2

I am wondering why

ls -1 | 
while read file; do 
     echo $file; tail -n 100 $file > >(sleep 1 && cat > $file)
done  

is faster than

ls -1 | 
while read file; do 
    echo $file; tail -n 100 $file | (sleep 1 && cat > $file)
done   

?

If there are 100 files in a directory then:

  • the second command takes almost 100 seconds to process
  • the first command is processed almost immediately.
agc
  • 7,223
haccks
  • 203
  • 4
  • 10
  • 1
    That's because bash doesn't wait for the termination of that process substitution (which could be seen as a bug). See The process substitution output is out of the order for details. – Stéphane Chazelas Mar 29 '18 at 13:45
  • @StéphaneChazelas; This says different : https://unix.stackexchange.com/q/146263/186463 – haccks Mar 29 '18 at 14:10
  • @haccks, in that case grep < <(cmd), while the shell doesn't wait for cmd, grep does as it waits for eof on its stdin.
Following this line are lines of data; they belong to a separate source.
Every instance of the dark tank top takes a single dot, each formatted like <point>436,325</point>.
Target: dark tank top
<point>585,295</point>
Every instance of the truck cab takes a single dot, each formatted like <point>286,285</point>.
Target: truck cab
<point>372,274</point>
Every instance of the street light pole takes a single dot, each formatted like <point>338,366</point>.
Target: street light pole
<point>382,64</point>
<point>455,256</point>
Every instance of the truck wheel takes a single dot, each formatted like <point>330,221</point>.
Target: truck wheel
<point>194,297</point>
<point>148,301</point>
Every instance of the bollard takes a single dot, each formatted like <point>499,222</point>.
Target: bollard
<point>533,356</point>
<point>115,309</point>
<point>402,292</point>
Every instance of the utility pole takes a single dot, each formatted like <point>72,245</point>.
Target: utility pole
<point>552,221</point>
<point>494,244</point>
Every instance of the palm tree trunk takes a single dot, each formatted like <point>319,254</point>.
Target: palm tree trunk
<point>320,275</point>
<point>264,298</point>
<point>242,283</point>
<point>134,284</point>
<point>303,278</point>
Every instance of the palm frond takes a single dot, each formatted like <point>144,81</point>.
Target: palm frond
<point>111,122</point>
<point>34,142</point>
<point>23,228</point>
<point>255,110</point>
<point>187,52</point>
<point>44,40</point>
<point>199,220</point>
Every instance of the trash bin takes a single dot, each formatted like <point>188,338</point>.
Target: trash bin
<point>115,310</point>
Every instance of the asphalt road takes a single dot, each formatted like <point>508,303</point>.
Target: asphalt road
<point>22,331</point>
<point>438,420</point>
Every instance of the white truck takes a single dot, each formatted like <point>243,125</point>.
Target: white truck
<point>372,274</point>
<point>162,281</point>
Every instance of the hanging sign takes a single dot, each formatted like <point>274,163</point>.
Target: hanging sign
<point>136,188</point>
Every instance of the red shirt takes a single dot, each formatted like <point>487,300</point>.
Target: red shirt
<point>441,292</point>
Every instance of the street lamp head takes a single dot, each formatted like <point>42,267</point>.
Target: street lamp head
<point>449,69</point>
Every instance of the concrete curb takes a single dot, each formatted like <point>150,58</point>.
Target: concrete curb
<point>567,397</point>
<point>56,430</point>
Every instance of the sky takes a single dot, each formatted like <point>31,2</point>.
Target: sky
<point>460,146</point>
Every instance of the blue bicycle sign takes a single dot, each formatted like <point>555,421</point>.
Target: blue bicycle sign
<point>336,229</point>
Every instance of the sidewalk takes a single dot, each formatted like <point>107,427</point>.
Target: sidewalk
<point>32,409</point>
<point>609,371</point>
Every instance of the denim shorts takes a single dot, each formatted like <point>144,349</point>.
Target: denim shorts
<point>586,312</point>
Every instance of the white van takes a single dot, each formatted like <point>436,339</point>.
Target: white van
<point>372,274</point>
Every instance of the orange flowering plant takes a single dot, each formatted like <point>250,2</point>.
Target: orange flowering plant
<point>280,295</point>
Again, see details at the link I gave in my previous comment. – Stéphane Chazelas Mar 29 '18 at 14:22
  • @StéphaneChazelas; you said "bash doesn't wait for the termination of that process substitution". Isn't that true for pipes too? – haccks Mar 29 '18 at 14:54
  • @haccks, no. bash waits for all pipe components. All shells wait for the last (right-most) pipe components, some don't wait for the other ones. – Stéphane Chazelas Mar 29 '18 at 15:04
  • @StéphaneChazelas; Pipe components run in the background (in subshell) as well as process substitution. Then why is this difference? Also in cmd1 | cmd2, does bash will wait for cmd1 too? – haccks Mar 29 '18 at 15:06
  • 2
    All pipe components run in subshells in bash, but not in background unless the whole pipeline is put in background with & (note that background/foreground only apply to interactive shells, that's terminology linked to job control in terminals). process substitution are put in background unless they're run from a subshell itself run in foreground. In any case, that's not what I'm talking about. I'm talking about the shell waiting for the termination of processes it starts before continuing with the next command (tbc) – Stéphane Chazelas Mar 29 '18 at 15:37
  • (continued). In cmd1 | cmd2; cmd3, bash waits for the termination of cmd1 and cmd2 (the processes it started to execute them) before running cmd3. In cmd1 > >(cmd2); cmd3, bash only waits for cmd1 before running cmd3. cmd2 may very well continue running while cmd3 is running. Try echo foo | (sleep 1; cat); ps vs echo foo > >(sleep 1; cat); ps – Stéphane Chazelas Mar 29 '18 at 15:39
  • @StéphaneChazelas can you please give me a reference where it says that process substitution run in background or the command in the process substitution is not waited for? – haccks Mar 29 '18 at 16:17
  • @haccks, it's easy to verify (like with the examples I gave above). For foreground vs background, use ps -j. See also the links I gave including the discussion on the bash mailing list. – Stéphane Chazelas Mar 29 '18 at 16:23
  • @StéphaneChazelas I already tested. Just curious to know where the docs says it. Language laywer problem :) – haccks Mar 29 '18 at 16:25
  • See info bash "Process Substitution". They key word is asynchronously. – Stéphane Chazelas Mar 29 '18 at 16:28
  • @StéphaneChazelas that's the confusion point. Pipes components also run asynchronously. – haccks Mar 29 '18 at 16:33
  • @haccks From the Pipelines documentation: If the pipeline is not executed asynchronously (see Lists), the shell waits for all commands in the pipeline to complete. – Barmar Mar 30 '18 at 00:28
  • 1
    So in both cases the components run asynchronously, but in the case of pipelines it still waits for them all to finish (unless you run the whole pipeline in the background with &). – Barmar Mar 30 '18 at 00:29

1 Answers1

2

When you use a pipeline, the shell runs each command in the pipeline concurrently, and waits for all of them to finish before going to the next command. This is explained in the documentation:

If the pipeline is not executed asynchronously (see Lists), the shell waits for all commands in the pipeline to complete.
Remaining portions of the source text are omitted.